Für regelmäßigen Biwy-Einsatz lohnt sich mehr Volumen im Schulterbereich, damit man sich noch bewegen und Kleidung wechseln kann. Hooped Bivis mit einem kleinen Gestänge über dem Kopfbereich schaffen erheblich mehr Wohnlichkeit und nähern sich einem leichten Einzelzelt an – auf Kosten von Gewicht und Packmaß. Für den reinen Notfallbivi genügt dagegen ein enger Schnitt.
Ausstattung – was geplante Biwaks brauchen
Beim Notfallbivi gibt es wenig zu wählen: Er hat, was er hat, und mehr braucht es im Ernstfall nicht. Bei geplanten Touren lohnt ein genauerer Blick auf die Details. Ein Kordelzug am Kopfende lässt sich stufenlos justieren – von ganz geschlossen für kalte Nächte bis leicht geöffnet für etwas Ventilation, ohne gleich den ganzen Bivi aufreißen zu müssen. Ein seitlicher Reißverschluss vereinfacht das Ein- und Aussteigen und erlaubt gezieltes Lüften, dabei ist ein 2-Wege-Modell, das sich auch von unten öffnen lässt, besonders praktisch für mildere Nächte.
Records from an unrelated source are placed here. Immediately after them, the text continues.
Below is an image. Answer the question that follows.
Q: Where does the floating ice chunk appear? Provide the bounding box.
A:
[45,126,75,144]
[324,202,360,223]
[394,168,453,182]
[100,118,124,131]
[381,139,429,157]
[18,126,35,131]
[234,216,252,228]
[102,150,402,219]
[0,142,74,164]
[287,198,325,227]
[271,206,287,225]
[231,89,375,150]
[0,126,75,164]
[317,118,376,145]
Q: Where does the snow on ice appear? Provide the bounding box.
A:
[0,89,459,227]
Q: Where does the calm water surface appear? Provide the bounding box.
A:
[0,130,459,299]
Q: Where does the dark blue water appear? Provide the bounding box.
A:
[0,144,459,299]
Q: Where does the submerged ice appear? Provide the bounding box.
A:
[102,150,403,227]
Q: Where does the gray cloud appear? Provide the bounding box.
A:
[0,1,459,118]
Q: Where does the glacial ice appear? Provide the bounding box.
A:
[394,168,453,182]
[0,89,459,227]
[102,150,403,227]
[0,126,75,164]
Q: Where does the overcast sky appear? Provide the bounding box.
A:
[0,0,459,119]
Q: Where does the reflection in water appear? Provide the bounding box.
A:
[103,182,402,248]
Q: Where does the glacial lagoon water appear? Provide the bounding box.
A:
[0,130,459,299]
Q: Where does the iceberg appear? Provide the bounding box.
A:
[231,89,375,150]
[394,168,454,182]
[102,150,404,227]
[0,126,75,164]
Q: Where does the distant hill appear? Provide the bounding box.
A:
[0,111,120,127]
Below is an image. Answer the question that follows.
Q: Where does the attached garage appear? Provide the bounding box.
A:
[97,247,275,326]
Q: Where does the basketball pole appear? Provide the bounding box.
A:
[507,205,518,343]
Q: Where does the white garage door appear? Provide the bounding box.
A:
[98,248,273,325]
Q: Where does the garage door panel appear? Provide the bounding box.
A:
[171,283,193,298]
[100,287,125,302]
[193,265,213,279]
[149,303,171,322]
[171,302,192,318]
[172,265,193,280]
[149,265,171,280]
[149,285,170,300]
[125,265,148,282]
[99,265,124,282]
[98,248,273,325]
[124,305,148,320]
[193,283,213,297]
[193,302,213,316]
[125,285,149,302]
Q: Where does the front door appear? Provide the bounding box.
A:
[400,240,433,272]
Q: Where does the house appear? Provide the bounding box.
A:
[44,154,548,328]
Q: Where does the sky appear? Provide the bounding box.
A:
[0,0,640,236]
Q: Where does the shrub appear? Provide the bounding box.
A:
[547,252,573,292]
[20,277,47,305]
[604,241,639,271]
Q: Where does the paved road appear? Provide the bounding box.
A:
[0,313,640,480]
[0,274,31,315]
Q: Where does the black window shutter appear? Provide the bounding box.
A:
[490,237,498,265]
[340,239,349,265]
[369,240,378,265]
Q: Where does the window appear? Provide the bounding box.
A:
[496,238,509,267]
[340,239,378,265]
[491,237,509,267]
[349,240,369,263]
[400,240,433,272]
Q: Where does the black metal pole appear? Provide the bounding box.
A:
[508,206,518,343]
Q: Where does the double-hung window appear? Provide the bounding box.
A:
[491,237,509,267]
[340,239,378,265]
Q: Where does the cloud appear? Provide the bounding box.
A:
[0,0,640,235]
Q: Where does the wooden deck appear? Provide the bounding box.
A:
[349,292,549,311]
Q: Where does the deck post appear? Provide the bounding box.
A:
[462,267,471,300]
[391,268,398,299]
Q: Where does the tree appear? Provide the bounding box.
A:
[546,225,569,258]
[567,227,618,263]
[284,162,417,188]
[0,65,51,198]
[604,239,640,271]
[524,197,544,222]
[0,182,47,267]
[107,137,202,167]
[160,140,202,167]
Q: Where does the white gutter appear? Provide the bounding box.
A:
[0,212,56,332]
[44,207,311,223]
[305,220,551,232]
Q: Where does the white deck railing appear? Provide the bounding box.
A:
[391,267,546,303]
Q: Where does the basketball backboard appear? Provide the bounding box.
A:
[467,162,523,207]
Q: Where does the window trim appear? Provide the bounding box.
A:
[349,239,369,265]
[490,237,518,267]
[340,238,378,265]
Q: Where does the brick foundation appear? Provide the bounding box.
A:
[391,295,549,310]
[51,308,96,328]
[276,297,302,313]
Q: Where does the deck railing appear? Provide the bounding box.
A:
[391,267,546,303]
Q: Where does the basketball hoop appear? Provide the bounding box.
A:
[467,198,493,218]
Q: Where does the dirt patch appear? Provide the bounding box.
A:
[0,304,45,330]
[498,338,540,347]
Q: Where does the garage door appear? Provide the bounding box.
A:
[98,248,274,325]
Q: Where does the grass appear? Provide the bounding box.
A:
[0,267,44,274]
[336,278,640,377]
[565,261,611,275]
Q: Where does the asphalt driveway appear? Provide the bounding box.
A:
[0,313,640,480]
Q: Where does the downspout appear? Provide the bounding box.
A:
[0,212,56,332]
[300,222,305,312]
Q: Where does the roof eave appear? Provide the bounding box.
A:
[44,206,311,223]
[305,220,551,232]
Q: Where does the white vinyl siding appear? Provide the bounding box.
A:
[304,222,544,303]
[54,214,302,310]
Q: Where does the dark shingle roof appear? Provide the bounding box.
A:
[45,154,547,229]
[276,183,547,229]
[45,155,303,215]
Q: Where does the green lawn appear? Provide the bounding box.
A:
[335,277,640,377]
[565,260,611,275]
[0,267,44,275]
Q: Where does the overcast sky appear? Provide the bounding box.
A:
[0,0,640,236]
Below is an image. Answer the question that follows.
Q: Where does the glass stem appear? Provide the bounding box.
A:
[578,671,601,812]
Eine Isomatte schützt zwar vor Bodenkälte, aber das Körpergewicht drückt trotzdem von oben auf den Bivi-Boden – weshalb dieser die höchste punktuelle Belastung trägt. Die Wassersäulenwerte sollten deshalb deutlich über 2.000 mm liegen, da schon normales Liegen die Dichtigkeit stark fordert.
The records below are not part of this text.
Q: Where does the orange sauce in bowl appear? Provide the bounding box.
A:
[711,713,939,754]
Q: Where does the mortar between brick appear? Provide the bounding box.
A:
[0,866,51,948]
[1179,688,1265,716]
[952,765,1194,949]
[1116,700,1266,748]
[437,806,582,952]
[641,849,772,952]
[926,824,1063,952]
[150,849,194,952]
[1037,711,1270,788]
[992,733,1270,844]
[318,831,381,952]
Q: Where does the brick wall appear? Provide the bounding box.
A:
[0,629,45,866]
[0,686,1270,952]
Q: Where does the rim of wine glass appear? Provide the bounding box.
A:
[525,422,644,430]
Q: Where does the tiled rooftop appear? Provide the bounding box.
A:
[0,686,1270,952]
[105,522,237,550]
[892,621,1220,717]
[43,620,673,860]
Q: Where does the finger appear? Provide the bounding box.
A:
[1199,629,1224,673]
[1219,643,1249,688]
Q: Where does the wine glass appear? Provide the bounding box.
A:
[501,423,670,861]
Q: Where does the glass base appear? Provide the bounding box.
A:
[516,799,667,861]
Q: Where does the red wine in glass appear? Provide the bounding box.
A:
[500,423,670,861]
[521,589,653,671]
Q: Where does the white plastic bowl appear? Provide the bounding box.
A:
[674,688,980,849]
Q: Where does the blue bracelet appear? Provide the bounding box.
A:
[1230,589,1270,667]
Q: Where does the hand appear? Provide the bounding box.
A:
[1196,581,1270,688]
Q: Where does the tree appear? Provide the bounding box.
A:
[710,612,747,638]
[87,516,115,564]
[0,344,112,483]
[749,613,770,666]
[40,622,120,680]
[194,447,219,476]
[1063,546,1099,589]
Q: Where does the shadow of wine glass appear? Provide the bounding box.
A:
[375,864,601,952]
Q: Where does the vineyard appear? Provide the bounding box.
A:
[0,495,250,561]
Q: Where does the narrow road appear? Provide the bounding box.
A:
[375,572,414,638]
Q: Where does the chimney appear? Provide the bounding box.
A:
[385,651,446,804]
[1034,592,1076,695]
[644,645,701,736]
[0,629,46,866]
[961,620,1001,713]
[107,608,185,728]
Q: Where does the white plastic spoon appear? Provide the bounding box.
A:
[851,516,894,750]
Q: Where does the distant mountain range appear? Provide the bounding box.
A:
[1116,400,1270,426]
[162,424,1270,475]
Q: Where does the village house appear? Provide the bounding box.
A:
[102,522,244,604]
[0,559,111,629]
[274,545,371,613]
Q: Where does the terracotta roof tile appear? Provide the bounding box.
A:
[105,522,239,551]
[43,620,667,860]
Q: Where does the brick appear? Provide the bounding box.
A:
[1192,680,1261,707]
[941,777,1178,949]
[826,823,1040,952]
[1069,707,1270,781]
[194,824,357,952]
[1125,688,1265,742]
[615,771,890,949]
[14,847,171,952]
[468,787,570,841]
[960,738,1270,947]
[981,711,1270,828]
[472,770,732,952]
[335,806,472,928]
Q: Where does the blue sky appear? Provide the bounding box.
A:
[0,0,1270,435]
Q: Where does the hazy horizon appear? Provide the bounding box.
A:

Wer den Biwaksack auch als Sicherheitsreserve versteht, sollte auf Signalfarben achten: Orange oder Rot ist aus der Luft und aus größerer Distanz deutlich besser sichtbar als Olivgrün oder Schwarz. Reflektierende Details erfüllen denselben Zweck bei Dunkelheit.
Das System – und Pflege nach dem Einsatz
Ein Biwaksack alleine wärmt nicht. Er hält trocken und reduziert die Zugluft, aber die Isolation liefert der Schlafsack und die Wärmedämmung nach unten die Isomatte – ohne ausreichende Unterlage kühlt man auch im besten Bivi aus, weil der Boden erheblich mehr Körperwärme ableitet als die Luft. Das klassische Biwak-Setup besteht daher aus Schlafsack, Isomatte und Biwaksack als Einheit, wobei ein Tarp zusätzlichen Komfort und Schutz bei Regen bietet.
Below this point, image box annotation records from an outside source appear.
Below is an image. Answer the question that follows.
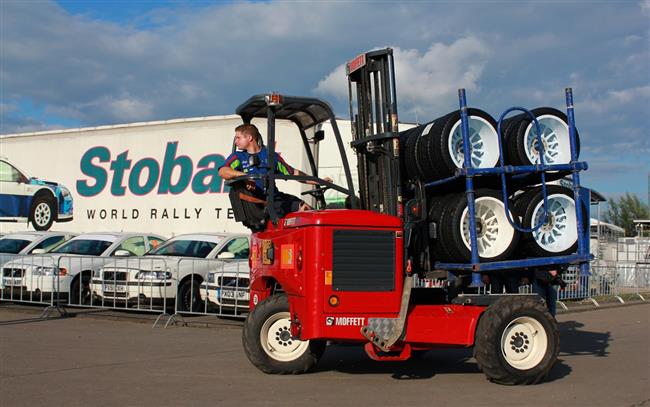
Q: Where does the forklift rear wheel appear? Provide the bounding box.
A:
[474,296,560,385]
[242,294,326,374]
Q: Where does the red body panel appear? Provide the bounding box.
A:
[250,210,484,346]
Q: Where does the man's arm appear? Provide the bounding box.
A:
[219,167,246,179]
[293,168,334,185]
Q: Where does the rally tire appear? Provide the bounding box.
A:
[504,107,580,168]
[440,189,519,262]
[515,185,578,257]
[29,196,56,231]
[429,108,499,178]
[242,294,326,374]
[474,296,560,385]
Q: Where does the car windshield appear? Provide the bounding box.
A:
[0,239,31,254]
[146,240,217,258]
[51,239,113,256]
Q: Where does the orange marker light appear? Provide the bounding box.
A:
[328,295,339,307]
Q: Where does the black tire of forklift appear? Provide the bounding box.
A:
[474,296,560,385]
[242,294,327,374]
[440,188,519,262]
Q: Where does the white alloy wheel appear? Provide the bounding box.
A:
[260,312,309,362]
[447,116,499,168]
[530,194,578,253]
[459,196,515,259]
[524,115,571,164]
[501,317,548,370]
[34,202,52,226]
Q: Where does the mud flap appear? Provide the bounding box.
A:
[361,276,413,352]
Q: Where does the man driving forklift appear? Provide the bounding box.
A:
[219,124,332,217]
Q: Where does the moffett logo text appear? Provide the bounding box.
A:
[325,317,366,326]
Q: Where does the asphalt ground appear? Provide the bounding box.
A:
[0,303,650,407]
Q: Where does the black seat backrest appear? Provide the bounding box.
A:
[229,181,268,232]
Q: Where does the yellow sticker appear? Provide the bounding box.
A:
[280,244,295,269]
[325,270,332,285]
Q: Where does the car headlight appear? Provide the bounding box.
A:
[32,266,68,276]
[135,271,172,280]
[59,185,70,198]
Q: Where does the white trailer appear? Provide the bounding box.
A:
[0,115,356,236]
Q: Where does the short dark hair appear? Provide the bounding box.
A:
[235,123,260,144]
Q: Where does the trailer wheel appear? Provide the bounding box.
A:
[474,296,560,385]
[242,294,326,374]
[515,185,578,256]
Nach jedem Einsatz sollte der Biwaksack vollständig trocknen, bevor er eingepackt wird – Kondensfeuchtigkeit baut sich in Beschichtungen und Membranen auf und begünstigt Schimmel. Nahtabdichtungen und Abriebstellen, besonders im Ellbogen- und Rückenbereich, regelmäßig prüfen: Ein beschädigter Bivi verliert seine Wasserdichtigkeit. Locker lagern, nicht dauerhaft im Kompressionssack – Membranbeschichtungen und Imprägnierungen leiden unter dem permanenten Druck.
- Notfall oder geplant? Das bestimmt Typ, Gewicht und Komfortanforderung
- Notfall-Biwaksack: 100–200 g, günstig, einmaliger Einsatz – sollte immer dabei sein
- Klassischer Biwaksack: robust, mehrfach verwendbar, Kondens mit Tarp managen
- Atmungsaktiver Bivi: Membranmaterial, deutlich weniger Kondens, erste Wahl für regelmäßige Biwaks
- Größe: Körpergröße plus 15–25 cm, ausreichend Breite damit der Schlafsack nicht gequetscht wird
- Signalfarbe (Orange/Rot) bei alpinem Einsatz mit Sicherheitsreserve
- Immer im System denken: Schlafsack + Isomatte + optional Tarp
- Nach jedem Einsatz vollständig trocknen, locker lagern
Für manche liegt er still im Rucksack und gibt einfach Sicherheit – für andere ist er der Schlüssel zur bewusst gewählten Nacht unter freiem Himmel. Beides sind gute Gründe, ihn dabei zu haben.